Another theme my work always involves is tolerance. One has to be tolerant of the opposing point of view. Hitting someone over the head with a hammer to win them over to your side won’t work with everyone. Somebody who is beating the drums for abortion rights has to recognize that sometimes that’s very offensive. The same way somebody who is totally opposed to abortion has to recognize that this is very important to some women and that there is no such thing as a universal set of beliefs.

Q. In other plays you have written, has the protagonist often been female? Do you think that is more or less challenging than writing a male character?

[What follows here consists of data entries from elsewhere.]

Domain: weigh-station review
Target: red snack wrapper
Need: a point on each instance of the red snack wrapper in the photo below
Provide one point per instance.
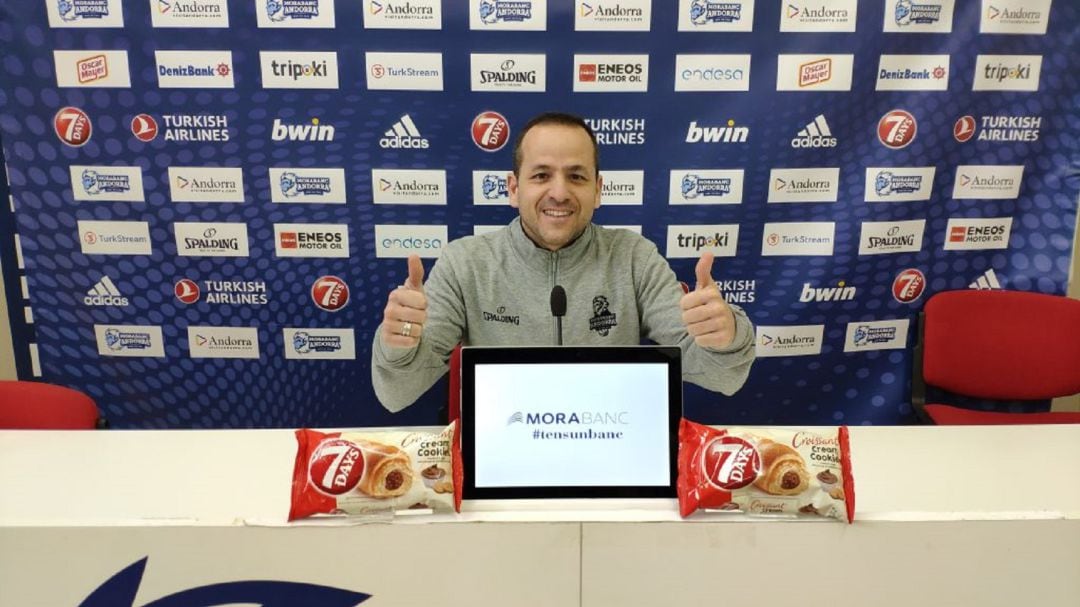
(787, 472)
(374, 473)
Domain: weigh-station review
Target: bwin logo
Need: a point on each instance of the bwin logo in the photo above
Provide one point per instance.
(313, 132)
(403, 134)
(495, 187)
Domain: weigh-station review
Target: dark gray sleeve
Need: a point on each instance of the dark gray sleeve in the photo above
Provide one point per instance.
(658, 297)
(401, 375)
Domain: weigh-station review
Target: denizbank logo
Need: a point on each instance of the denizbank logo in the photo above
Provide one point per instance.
(189, 13)
(197, 239)
(622, 187)
(804, 185)
(813, 238)
(223, 342)
(489, 188)
(529, 15)
(295, 13)
(400, 186)
(311, 240)
(899, 184)
(194, 69)
(403, 14)
(295, 69)
(320, 344)
(876, 335)
(977, 233)
(401, 241)
(612, 15)
(205, 184)
(703, 186)
(691, 241)
(1008, 72)
(918, 16)
(891, 237)
(508, 73)
(987, 181)
(107, 183)
(715, 15)
(404, 71)
(113, 238)
(791, 340)
(130, 340)
(1014, 16)
(84, 13)
(307, 185)
(913, 72)
(818, 15)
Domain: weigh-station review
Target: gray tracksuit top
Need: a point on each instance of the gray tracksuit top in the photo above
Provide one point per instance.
(494, 289)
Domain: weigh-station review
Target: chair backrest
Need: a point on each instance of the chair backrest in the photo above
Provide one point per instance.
(30, 405)
(1002, 345)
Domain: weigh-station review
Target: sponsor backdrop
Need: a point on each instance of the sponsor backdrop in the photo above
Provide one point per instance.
(213, 199)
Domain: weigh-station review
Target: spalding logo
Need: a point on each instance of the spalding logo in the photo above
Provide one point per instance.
(120, 591)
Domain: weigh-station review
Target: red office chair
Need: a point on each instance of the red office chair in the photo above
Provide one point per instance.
(998, 346)
(30, 405)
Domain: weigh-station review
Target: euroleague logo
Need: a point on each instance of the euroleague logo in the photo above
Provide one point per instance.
(896, 129)
(329, 293)
(186, 291)
(335, 467)
(908, 285)
(72, 126)
(490, 131)
(730, 463)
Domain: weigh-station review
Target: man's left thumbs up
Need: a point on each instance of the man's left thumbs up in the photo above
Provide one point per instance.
(706, 315)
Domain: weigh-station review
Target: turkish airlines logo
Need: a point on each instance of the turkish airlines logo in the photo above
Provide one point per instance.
(490, 131)
(896, 129)
(72, 126)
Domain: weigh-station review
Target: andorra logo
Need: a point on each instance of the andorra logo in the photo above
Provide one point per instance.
(120, 591)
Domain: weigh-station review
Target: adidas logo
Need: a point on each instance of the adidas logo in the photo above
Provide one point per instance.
(987, 281)
(814, 135)
(403, 134)
(104, 294)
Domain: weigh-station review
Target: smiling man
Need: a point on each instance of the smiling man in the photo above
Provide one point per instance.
(493, 289)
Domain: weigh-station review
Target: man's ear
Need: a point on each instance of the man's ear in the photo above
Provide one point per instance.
(512, 189)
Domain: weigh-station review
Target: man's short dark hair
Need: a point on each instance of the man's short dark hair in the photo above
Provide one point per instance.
(555, 118)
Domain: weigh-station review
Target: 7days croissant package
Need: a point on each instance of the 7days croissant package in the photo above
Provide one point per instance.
(374, 473)
(786, 472)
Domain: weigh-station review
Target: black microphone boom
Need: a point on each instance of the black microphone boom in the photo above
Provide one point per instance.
(558, 310)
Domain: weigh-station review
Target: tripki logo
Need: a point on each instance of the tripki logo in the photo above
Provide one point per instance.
(72, 126)
(190, 13)
(508, 14)
(84, 13)
(908, 285)
(490, 131)
(403, 14)
(715, 15)
(612, 15)
(320, 344)
(329, 293)
(685, 242)
(295, 13)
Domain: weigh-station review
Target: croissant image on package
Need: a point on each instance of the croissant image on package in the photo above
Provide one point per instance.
(388, 471)
(783, 471)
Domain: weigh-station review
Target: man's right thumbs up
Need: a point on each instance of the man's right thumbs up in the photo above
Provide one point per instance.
(406, 309)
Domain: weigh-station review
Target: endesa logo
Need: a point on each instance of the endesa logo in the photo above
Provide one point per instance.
(72, 126)
(329, 293)
(908, 285)
(490, 131)
(896, 129)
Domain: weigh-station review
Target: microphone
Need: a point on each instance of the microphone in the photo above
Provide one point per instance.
(558, 310)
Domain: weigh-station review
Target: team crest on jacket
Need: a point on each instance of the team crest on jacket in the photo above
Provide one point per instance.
(603, 320)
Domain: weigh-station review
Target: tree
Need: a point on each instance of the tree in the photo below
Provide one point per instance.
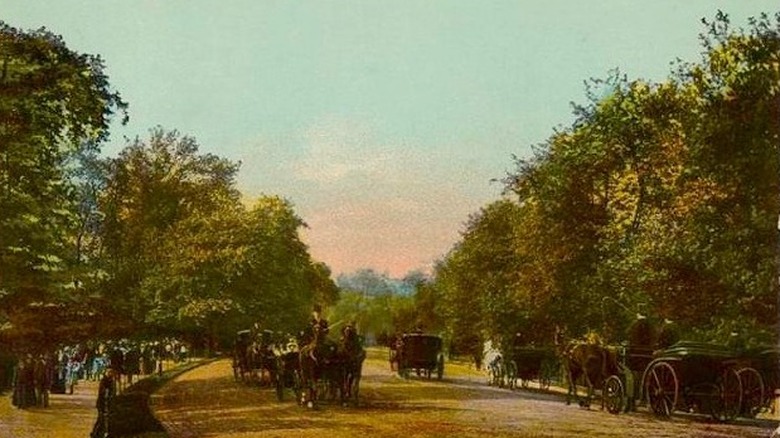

All of my plays have men and women in them. There are different challenges. One of my plays–which has my wife’s favorite character actually–is based on a real person: a black woman who is a grandmother. The play is about how she accidentally becomes an environmentalist, and now she finds herself learning about these toxins and the politics of it. She became a national and then an international figure. So not only did I step out of my gender, but also she is black and the racial component of her struggle is very important. I go where the conflict leads me. Every writer has to feel comfortable writing different characters. Some of my most interesting characters have been women.

Q. Do audiences seem thirsty for these kinds of ideas or are they just interested in entertainment?

I think plays have to be entertaining. If it’s not entertaining as a play, you might as well write an op-ed. The theater is an entertainment medium and if you just lecture people you turn them off.